Por vários escritores antigos e modernos foram advertidos algumas maravilhas na Sagrada Estátua da Virgem de Oropa.

Maravilhas na Sagrada Estátua

  1. Resulta não apodrecida, não atacada por cupim e não estragada.

    A antiquíssima Imagem, esculpida na madeira, é perfeita e não apresenta nenhum princípio de cupim ou de apodrecimento. No vulto da Virgem e do Menino Jesus não se fixa o pó. Em 1621 escreve a tal propósito o Bispo de Vercelli, Stefano Ferrero: "Se pode dizer que no fato aconteceu uma virtude oculta e sobrenatural, sendo que o lugar onde ela está colocada é perto do monte e consequentemente friíssimo e humidíssimo, lá onde os mármores e os bronzes por tanto tempo se estragaram e muitas vezes os ornamentos de madeira, além de apodrecimento devido à grande humidade, se viram de todas as partes pingar água e a santíssima Imagem si é sempre preservada seca, nem por longo tempo foi encontrada recoberta de teia de aranha... Em quarenta anos apodreceram os altares postiços sobre os quais pousa a Sagrada Estátua, que eram de solidíssima madeira...".
    Desde então passaram 387 anos e a Madona de Oropa ficou ilesa, o tempo e as circunstâncias não deixaram Nela nenhum sinal.

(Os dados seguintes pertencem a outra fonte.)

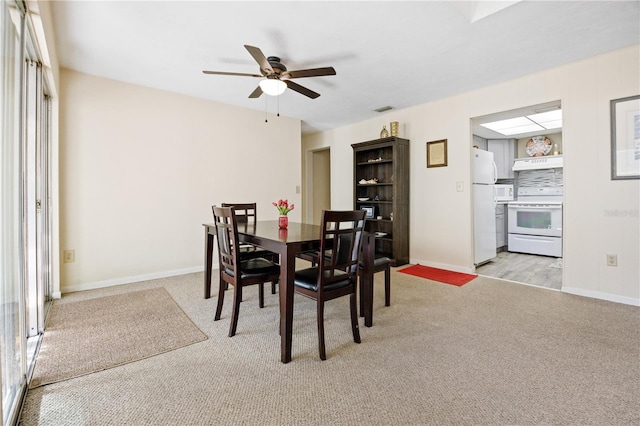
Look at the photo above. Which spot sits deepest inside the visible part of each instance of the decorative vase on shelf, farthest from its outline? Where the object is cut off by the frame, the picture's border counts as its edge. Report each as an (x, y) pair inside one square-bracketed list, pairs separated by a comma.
[(283, 221), (394, 128)]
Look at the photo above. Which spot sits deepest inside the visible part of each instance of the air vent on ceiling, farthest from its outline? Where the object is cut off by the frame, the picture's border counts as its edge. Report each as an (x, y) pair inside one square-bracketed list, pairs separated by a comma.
[(383, 109)]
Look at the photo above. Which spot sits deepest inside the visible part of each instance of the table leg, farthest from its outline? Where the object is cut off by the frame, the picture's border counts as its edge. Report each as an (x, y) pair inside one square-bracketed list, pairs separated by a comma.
[(208, 259), (366, 279), (287, 272)]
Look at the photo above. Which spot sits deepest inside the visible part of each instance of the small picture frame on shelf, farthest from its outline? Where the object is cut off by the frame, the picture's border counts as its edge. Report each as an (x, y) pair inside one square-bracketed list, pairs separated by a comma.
[(369, 211), (625, 138), (437, 153)]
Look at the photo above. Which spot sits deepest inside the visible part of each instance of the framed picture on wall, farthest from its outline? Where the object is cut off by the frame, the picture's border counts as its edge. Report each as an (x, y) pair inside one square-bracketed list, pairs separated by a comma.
[(437, 153), (625, 138), (370, 211)]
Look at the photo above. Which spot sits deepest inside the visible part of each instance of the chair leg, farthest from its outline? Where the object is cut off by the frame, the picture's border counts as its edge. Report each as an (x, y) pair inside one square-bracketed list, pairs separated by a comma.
[(360, 292), (221, 288), (237, 298), (261, 295), (321, 348), (354, 318), (387, 286)]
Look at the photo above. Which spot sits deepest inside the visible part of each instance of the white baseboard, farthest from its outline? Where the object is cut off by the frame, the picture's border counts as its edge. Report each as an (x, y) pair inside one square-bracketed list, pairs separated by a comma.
[(600, 295), (127, 280)]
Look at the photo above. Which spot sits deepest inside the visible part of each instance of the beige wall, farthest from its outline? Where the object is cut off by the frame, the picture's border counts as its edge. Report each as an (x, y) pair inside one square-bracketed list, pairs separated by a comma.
[(441, 233), (140, 169)]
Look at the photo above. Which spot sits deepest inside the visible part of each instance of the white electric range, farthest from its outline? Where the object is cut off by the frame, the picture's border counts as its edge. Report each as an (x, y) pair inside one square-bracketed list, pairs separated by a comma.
[(535, 221)]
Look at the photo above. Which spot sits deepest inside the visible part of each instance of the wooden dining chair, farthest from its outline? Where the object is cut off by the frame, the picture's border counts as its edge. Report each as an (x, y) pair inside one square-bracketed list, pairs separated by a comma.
[(337, 270), (380, 264), (234, 270), (246, 216)]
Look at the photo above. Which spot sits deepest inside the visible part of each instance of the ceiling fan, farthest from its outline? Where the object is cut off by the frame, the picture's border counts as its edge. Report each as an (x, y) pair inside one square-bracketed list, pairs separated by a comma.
[(276, 74)]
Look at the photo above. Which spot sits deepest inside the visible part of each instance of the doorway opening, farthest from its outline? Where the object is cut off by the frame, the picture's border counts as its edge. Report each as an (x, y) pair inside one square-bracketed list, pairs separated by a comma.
[(318, 184), (530, 163)]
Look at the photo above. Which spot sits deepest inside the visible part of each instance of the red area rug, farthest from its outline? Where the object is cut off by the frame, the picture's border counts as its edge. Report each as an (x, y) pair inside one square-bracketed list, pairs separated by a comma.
[(440, 275)]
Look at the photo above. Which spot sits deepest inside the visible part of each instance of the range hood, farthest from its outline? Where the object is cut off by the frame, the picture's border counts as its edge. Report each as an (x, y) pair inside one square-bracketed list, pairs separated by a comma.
[(537, 163)]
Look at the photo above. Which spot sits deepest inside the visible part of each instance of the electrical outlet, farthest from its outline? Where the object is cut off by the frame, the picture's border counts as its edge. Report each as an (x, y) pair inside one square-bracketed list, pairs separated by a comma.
[(69, 256)]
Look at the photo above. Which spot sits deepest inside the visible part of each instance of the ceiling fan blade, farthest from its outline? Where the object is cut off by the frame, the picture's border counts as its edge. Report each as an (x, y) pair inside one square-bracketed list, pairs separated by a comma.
[(256, 93), (300, 89), (313, 72), (260, 58), (232, 73)]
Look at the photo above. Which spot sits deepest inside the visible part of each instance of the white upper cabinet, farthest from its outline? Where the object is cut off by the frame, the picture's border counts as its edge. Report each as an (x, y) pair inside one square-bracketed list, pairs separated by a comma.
[(504, 152)]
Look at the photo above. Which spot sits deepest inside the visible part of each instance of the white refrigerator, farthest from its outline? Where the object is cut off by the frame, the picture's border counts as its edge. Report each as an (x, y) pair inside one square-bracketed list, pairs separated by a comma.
[(484, 176)]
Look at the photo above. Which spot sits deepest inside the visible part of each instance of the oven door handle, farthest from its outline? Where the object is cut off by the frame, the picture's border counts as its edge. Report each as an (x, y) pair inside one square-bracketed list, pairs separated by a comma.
[(534, 207)]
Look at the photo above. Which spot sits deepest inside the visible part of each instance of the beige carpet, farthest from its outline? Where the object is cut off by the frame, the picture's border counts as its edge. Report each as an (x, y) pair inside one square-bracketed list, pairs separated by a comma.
[(92, 335), (488, 353)]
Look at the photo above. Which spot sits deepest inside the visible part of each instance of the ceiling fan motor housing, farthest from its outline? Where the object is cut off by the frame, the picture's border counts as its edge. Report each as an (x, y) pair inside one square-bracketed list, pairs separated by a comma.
[(278, 67)]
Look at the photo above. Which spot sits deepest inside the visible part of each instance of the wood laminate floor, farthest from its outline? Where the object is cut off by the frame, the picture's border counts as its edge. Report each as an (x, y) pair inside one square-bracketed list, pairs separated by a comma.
[(531, 269)]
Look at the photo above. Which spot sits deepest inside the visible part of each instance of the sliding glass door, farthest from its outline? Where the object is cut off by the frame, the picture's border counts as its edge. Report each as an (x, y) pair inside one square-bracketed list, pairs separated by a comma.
[(25, 167), (12, 306)]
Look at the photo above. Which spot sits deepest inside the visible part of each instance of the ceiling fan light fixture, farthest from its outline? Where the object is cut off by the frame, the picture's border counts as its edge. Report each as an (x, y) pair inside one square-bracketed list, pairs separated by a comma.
[(273, 87)]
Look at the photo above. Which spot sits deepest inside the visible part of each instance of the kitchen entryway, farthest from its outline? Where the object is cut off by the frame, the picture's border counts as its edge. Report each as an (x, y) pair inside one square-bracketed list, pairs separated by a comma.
[(530, 269), (528, 195)]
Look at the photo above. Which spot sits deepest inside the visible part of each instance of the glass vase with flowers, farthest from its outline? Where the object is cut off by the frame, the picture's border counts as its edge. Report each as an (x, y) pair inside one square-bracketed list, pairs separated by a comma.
[(284, 208)]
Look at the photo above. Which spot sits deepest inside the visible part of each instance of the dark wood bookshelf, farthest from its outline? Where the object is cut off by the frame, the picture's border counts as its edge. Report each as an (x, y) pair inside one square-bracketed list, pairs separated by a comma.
[(385, 162)]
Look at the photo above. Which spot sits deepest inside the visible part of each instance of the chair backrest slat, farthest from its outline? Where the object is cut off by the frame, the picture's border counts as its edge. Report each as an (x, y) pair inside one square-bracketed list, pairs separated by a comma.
[(245, 212), (227, 233), (340, 245)]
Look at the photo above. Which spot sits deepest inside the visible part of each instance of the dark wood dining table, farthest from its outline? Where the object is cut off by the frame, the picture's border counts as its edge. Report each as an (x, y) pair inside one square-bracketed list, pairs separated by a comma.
[(297, 238)]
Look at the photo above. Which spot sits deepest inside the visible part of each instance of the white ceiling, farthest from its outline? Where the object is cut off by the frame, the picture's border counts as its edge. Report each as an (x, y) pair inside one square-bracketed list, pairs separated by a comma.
[(391, 53)]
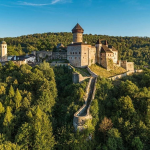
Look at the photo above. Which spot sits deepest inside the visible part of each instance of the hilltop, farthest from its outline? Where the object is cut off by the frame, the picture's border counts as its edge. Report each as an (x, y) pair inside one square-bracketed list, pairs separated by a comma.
[(134, 49)]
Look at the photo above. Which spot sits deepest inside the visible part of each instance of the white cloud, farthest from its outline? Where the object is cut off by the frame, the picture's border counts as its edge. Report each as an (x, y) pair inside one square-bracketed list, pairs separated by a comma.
[(43, 4), (55, 1), (31, 4)]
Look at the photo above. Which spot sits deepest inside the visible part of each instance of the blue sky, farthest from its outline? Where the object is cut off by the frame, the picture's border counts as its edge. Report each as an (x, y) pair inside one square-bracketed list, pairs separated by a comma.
[(105, 17)]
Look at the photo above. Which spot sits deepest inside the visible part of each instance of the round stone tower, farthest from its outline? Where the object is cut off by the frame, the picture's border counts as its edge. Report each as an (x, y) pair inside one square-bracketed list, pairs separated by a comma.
[(77, 34), (3, 51)]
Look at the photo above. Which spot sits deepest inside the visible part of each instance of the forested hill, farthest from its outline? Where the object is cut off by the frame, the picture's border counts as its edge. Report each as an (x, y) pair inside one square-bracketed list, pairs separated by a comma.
[(131, 48)]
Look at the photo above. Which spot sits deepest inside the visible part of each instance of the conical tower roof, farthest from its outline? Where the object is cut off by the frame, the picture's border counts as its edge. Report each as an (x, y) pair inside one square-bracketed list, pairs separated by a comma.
[(3, 42), (98, 42), (77, 29)]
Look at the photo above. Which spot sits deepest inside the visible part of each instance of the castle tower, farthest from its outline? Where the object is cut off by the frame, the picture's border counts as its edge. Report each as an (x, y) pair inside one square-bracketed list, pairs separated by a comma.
[(77, 34), (106, 43), (3, 51), (98, 50)]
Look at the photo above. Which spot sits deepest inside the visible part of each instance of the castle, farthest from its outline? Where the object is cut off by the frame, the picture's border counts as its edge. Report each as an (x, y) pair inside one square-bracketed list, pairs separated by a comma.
[(81, 54), (3, 51)]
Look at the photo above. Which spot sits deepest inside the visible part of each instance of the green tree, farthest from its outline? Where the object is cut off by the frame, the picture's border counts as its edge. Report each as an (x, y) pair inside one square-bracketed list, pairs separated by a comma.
[(11, 92), (7, 123), (17, 99)]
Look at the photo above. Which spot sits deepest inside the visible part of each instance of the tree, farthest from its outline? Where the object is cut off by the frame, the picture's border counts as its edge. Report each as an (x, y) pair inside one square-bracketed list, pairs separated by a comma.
[(137, 144), (11, 92), (126, 107), (17, 99), (7, 123), (105, 125)]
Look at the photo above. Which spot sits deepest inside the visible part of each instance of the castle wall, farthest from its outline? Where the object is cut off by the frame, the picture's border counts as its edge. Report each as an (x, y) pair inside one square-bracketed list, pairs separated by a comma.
[(74, 55), (124, 64), (3, 52), (77, 37), (103, 60), (98, 51), (77, 78), (85, 55), (92, 56), (130, 66), (115, 59)]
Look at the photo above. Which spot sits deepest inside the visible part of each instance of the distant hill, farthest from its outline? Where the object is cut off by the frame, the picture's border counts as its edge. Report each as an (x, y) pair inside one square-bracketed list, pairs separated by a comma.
[(134, 49)]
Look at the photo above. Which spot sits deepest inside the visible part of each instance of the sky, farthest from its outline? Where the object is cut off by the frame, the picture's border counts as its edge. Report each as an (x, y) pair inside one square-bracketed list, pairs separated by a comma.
[(102, 17)]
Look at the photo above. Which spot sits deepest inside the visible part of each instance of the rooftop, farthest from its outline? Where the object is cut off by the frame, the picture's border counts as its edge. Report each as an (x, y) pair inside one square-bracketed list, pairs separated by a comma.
[(77, 29)]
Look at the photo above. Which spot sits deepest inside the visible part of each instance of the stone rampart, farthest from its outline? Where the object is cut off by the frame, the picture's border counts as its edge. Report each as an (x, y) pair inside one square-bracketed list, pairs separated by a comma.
[(59, 64), (83, 114), (124, 74), (91, 72)]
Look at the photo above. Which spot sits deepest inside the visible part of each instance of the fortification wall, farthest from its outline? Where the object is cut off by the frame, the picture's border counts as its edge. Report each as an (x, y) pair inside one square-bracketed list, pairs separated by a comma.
[(78, 78), (91, 72), (124, 74), (59, 64), (79, 119)]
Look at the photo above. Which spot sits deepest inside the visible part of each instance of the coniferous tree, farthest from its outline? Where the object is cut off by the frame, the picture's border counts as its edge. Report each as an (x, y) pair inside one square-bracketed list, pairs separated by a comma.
[(7, 123), (11, 92), (17, 99)]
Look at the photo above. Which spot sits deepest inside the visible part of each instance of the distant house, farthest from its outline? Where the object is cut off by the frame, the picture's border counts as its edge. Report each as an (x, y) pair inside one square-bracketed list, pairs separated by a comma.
[(24, 59), (61, 47)]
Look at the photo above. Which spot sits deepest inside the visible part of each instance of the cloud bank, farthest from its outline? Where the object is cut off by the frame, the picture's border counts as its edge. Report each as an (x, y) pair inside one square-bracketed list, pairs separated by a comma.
[(43, 4)]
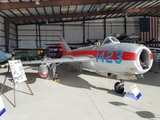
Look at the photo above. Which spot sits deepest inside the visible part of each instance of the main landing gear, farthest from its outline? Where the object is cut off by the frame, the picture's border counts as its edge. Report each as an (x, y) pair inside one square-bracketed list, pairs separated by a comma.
[(55, 75), (119, 87)]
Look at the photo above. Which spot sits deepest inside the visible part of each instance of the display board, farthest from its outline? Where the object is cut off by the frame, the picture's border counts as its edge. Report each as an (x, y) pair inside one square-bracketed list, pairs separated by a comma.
[(17, 71)]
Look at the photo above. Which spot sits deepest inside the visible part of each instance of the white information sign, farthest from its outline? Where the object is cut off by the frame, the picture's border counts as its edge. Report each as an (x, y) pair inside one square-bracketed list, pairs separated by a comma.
[(2, 108), (17, 71), (133, 92)]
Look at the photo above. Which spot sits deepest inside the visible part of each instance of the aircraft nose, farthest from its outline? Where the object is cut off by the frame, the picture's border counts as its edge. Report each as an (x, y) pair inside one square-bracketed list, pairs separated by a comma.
[(145, 58)]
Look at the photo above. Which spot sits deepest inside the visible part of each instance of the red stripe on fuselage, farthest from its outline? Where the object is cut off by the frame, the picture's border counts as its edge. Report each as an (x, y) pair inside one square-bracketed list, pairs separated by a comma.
[(125, 55)]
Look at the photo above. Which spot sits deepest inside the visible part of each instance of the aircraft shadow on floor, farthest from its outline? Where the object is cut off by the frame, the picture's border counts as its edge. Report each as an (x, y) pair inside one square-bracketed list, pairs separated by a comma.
[(140, 112)]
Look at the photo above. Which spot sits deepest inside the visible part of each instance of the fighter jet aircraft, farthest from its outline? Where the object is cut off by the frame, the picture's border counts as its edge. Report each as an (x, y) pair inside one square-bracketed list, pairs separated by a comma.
[(112, 57), (4, 56)]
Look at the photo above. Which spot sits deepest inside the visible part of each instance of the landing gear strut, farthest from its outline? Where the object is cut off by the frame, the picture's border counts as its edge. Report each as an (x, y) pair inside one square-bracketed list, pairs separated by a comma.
[(55, 75), (119, 87)]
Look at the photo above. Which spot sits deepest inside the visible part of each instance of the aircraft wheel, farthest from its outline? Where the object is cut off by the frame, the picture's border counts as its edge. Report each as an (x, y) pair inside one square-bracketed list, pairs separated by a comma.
[(119, 87)]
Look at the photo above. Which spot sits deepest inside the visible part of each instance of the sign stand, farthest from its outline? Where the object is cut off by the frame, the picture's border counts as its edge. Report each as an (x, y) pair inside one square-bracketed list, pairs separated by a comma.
[(2, 108), (16, 80), (133, 93)]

  2. O pé não se consumiu.

    Na ocasião da coroação em 1720 o Prior Agostino Penna, Canônico Teólogo da Catedral de Vercelli, dizia: "Triunfador de tantos séculos, eis, (a Sagrada Imagem) não consumida e ilesa. Desde que começou a venerar-se apesar dos fiéis a tocarem e colocarem medalhas, coroas, etc. os seus pés não sofreram algum dano"

    O mesmo declararam os Sacerdotes Domenico Mercando e Giovanni Bocca, responsáveis por muitos anos à Igreja de Oropa. Ano 1853: "Devido ao pio costume de fazer tocar aqueles sagrados pés com coroas, medalhas, cruzes, livros e outros objetos de devoção... e algumas vezes se esfregam esses objetos sagrados aos pés com um certo ímpeto e observando que grande parte destes objetos eram de cobre, otone e outras matérias duras e corrosivas, deveriam aqueles pés serem ao presente já consumidas".

  3. Sobre o vulto da Virgem e do Menino Jesus não se fixa o pò.

    Diz explicitamente o Canônico Penna em 1720: "Chega sim uma mínima quantidade de pó que tira um pouco o brilho das jóias do preciosíssimo diadema, que cai sobre o manto, que enche a palma da mão, os seios, os ângulos. Nunca chegou a manchar a beleza do vulto adorato: nunca conseguiu chegar no concavo daquelas puríssimas pupilas".

    No ano 1853 o Sacerdote Mercando: "O subscrito atesta que tendo tido residencia por sete anos no Santuário de Maria Santíssima de Oropa... que enquanto o ouro, as coroas, as pedras preciosas eram repletas de pó chegando a não ver o brilhante esplendor, as faces eram sempre limpíssimas.

    Monsenhor David Riccardi arce bispo de Torino em 1858 conta: "Fixando o vulto da Virgem e do Menino Jesus, os vi limpos e brilhantes como cristal, enquanto cada coisa, as coroas, as pedras preciosas e o próprio corpo da Virgem eram inteiramente coperto de pó.

    O experimento foi repetido frequentemente na presença dos Bispos, Sacerdotes, Seculares e o fato pareceu sempre claro e sem dúvidas.

  4. A Sagrada Estátua não se pode transportar.

    Em 1621 foram feitos dois tentativos, em tempos diferentes, para transportar a Sagrada Estátua em localidade mais próxima a Biella; um da parte de Cossila, a outra a Pralungo. Mas todos os dois tentativos faliram: a pouca distância do Santuário a Estátua ficou tão pesada que os carregadores não puderam continuar o transporte. Perdeu o peso extraordinário somente quando se decidiram a levá-la para o seu primitivo sacrário.